GRANVIL RAY “G.R.” WILLIAMS

Granvil Ray Williams was born in Big Spring, Texas in 1919. When he was very young, his family moved to San Antonio where he spent his “growing-up” years. He enlisted In the Navy in December 1939. He was sent by train to San Diego, California for basic training. He was then immediately assigned to the Battleship, U.S.S. West Virginia, with homeport of Long Beach, California. He says, “We trained often in the open ocean and were frequently in and out of Pearl Harbor”. The entire Sixth Fleet had conducted night battle exercises and returned to Pearl Harbor on Dec 5, 1941 when Granvil mailed a letter back home to his fiancé, Helen Creswell. He had an approved leave that was supposed to start on December 7th and he was coming home to be married. The Japanese changed those plans, (see what Helen says below).

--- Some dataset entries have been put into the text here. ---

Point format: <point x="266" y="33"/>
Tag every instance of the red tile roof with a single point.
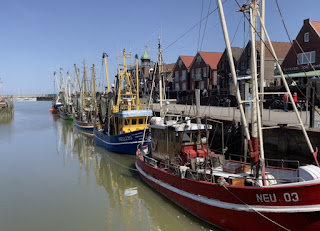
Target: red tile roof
<point x="281" y="49"/>
<point x="187" y="60"/>
<point x="316" y="26"/>
<point x="211" y="58"/>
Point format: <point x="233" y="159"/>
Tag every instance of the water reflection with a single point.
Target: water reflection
<point x="129" y="204"/>
<point x="6" y="115"/>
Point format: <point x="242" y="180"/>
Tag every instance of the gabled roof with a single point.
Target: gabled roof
<point x="187" y="60"/>
<point x="281" y="49"/>
<point x="168" y="67"/>
<point x="316" y="26"/>
<point x="211" y="58"/>
<point x="236" y="52"/>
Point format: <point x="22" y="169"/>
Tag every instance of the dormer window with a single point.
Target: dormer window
<point x="306" y="37"/>
<point x="198" y="59"/>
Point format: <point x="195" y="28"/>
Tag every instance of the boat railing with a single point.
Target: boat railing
<point x="117" y="108"/>
<point x="150" y="161"/>
<point x="280" y="163"/>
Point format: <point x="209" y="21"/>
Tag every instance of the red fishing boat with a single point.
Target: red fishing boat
<point x="231" y="194"/>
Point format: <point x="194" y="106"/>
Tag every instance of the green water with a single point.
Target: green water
<point x="52" y="177"/>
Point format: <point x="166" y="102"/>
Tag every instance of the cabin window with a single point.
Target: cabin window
<point x="194" y="137"/>
<point x="306" y="37"/>
<point x="242" y="66"/>
<point x="198" y="73"/>
<point x="184" y="86"/>
<point x="186" y="138"/>
<point x="198" y="60"/>
<point x="176" y="76"/>
<point x="184" y="75"/>
<point x="307" y="57"/>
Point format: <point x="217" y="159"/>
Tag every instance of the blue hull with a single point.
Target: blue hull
<point x="124" y="143"/>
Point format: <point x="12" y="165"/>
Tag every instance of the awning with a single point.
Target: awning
<point x="300" y="74"/>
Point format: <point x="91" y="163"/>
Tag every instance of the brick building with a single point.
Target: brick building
<point x="303" y="59"/>
<point x="181" y="73"/>
<point x="203" y="70"/>
<point x="244" y="64"/>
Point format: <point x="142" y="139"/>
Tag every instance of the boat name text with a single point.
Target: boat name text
<point x="126" y="138"/>
<point x="287" y="197"/>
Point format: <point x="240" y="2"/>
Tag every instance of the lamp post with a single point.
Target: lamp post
<point x="218" y="84"/>
<point x="230" y="82"/>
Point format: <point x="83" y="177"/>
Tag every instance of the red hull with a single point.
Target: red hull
<point x="295" y="207"/>
<point x="54" y="111"/>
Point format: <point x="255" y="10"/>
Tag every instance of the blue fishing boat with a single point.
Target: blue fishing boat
<point x="126" y="122"/>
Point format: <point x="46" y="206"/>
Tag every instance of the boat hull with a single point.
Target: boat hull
<point x="83" y="125"/>
<point x="239" y="208"/>
<point x="65" y="116"/>
<point x="127" y="143"/>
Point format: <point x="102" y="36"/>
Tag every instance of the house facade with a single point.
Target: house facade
<point x="225" y="84"/>
<point x="303" y="58"/>
<point x="244" y="64"/>
<point x="203" y="70"/>
<point x="181" y="73"/>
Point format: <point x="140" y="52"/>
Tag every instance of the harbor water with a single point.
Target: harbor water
<point x="53" y="177"/>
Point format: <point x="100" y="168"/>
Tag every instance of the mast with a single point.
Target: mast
<point x="85" y="84"/>
<point x="262" y="54"/>
<point x="104" y="56"/>
<point x="256" y="132"/>
<point x="233" y="72"/>
<point x="94" y="91"/>
<point x="160" y="69"/>
<point x="137" y="79"/>
<point x="77" y="76"/>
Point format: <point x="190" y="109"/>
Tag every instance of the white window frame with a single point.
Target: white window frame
<point x="184" y="75"/>
<point x="201" y="85"/>
<point x="198" y="73"/>
<point x="306" y="37"/>
<point x="205" y="72"/>
<point x="176" y="76"/>
<point x="184" y="86"/>
<point x="199" y="59"/>
<point x="306" y="58"/>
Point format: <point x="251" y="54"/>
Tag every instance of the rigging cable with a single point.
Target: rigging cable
<point x="309" y="62"/>
<point x="205" y="26"/>
<point x="275" y="58"/>
<point x="181" y="36"/>
<point x="200" y="26"/>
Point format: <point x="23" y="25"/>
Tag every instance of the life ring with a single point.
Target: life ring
<point x="154" y="144"/>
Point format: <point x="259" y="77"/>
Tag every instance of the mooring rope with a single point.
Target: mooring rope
<point x="264" y="216"/>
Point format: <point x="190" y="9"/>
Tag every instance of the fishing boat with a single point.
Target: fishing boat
<point x="85" y="116"/>
<point x="260" y="194"/>
<point x="66" y="110"/>
<point x="126" y="119"/>
<point x="56" y="102"/>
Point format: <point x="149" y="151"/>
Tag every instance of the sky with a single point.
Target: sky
<point x="39" y="37"/>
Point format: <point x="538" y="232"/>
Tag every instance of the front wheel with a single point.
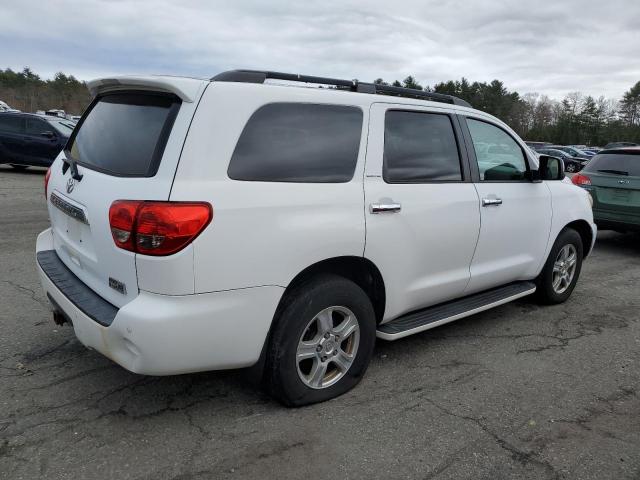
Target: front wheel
<point x="322" y="343"/>
<point x="562" y="269"/>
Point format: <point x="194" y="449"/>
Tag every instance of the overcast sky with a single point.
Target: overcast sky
<point x="551" y="47"/>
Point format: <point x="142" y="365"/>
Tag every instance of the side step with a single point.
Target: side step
<point x="448" y="312"/>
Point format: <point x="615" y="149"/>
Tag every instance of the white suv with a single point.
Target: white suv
<point x="201" y="225"/>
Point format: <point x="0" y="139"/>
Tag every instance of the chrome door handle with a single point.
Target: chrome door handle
<point x="384" y="207"/>
<point x="491" y="202"/>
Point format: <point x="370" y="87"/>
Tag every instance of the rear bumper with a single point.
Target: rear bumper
<point x="164" y="335"/>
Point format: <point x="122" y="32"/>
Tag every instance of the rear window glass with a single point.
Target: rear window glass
<point x="124" y="134"/>
<point x="615" y="163"/>
<point x="298" y="142"/>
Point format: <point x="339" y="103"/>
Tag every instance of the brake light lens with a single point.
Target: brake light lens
<point x="46" y="182"/>
<point x="579" y="179"/>
<point x="157" y="228"/>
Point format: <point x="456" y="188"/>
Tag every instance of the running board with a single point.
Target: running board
<point x="432" y="317"/>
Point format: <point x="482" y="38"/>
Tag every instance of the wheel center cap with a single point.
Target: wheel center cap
<point x="329" y="346"/>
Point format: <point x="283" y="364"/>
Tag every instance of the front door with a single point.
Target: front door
<point x="41" y="142"/>
<point x="515" y="212"/>
<point x="422" y="214"/>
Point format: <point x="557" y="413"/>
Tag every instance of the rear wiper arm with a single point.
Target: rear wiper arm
<point x="615" y="172"/>
<point x="71" y="163"/>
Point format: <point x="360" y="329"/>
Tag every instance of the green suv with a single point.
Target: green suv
<point x="612" y="177"/>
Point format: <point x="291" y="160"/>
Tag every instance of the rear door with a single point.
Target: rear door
<point x="126" y="146"/>
<point x="515" y="212"/>
<point x="422" y="211"/>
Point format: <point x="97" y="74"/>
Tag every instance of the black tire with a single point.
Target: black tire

Just before 8AM on December 7, 1941, Gunners Mate 3rd Class Williams was making his way to his battle station, the forward Anti-Aircraft Directory, high above the ship’s bridge. He was in position to see as the Japanese planes began coming in and sweeping past the ship, below his eye level. Looking down, he could see the rising sun Insignia on the aircraft and the expression on the faces of pilots staring back towards him. Granvil was blown off his feet when the battleship, Arizona (immediately astern) blew up. The West Virginia was hit with (a total of) eight torpedoes and three 500 pound bombs. The directory was put out of action so G.R. made his way down to the deck. The ship was listing to starboard and already beginning to sink. G.R. pulled a dead sailor off one of the anti-aircraft guns and had just put the gun back into action when a bomb detonated near mid-ship, blowing all the gun crews off thee guns. He says, “I was blasted into and over the gun shield, over the rail and into the water with broken left leg, broken right shoulder, and flash burns to all my exposed skin. My eyebrows were completely burned away. Oil from the fuel tanks already covered the surface so when I hit the water, the oil in my eyes blinded me. I lost consciousness, but was later told that a shipmate held my head above water to save me from drowning and a sailor from the battleship Tennessee pulled me into a life raft and beached it on Ford Island. I regained consciousness and lay there helpless as planes continued to come in, strafing sailors in the water; but passed out again when a crew came by and gave me a morphine shot.”

G.R. woke up in a plantation hospital and was later taken back in to the Pearl Harbor Naval Hospital where he remained for about a month. He requested immediate assignment to another combat ship and was ordered aboard the carrier, Enterprise, even though he had not healed well enough to perform his assigned duty as a 20 mm. anti-aircraft gunner. He served aboard Enterprise during engagements around Kwajalein, the Marshalls, the Solomons and the Gilbert Islands and was again wounded in action by shell fragments. He returned to the West Virginia after the battleship was raised in 1943 and sent to Bremerton, Washington for overhaul. At that time he finally got 30 days leave home to San Antonio. He and Helen married, nearly two years after they had originally planned, and days later, G.R. returned to duty on the West Virginia. After the war, G.R. entered Federal Civil Service working at Kelly Field in San Antonio and he retired there 27 years later. He and Helen have since lived in retirement in Canyon Lake and in Kyle.

HELEN SAYS….

We didn’t exactly date as teenagers growing up in San Antonio. But, we went to Harlandale High School together and both our families attended Taylor Tabernacle (Pentecostal Church) so we saw each other every day of the week. We would have been married in Dec 1941 if it had not been for the attack on Pearl Harbor; as it is, this is our 56th wedding anniversary year. We are proud of our four daughters and seven grandchildren. One of our daughters (a school teacher) and her husband own the house next-door to us and they help out a lot because G.R. has recently had a shoulder replacement and his disabilities do not permit him to drive. In ad­dition to the Military Order of the Purple Heart, he is a dedicated member of the Pearl Harbor Survivors Assn.

Granvil Ray “G.R.” Williams provided this Purple Heart story for publication in the March 1999 issue of PATRIOT BULLETIN. G.R. passed away in May 2010 and was buried in the Fort Sam Houston National Cemetery in San Antonio, Texas.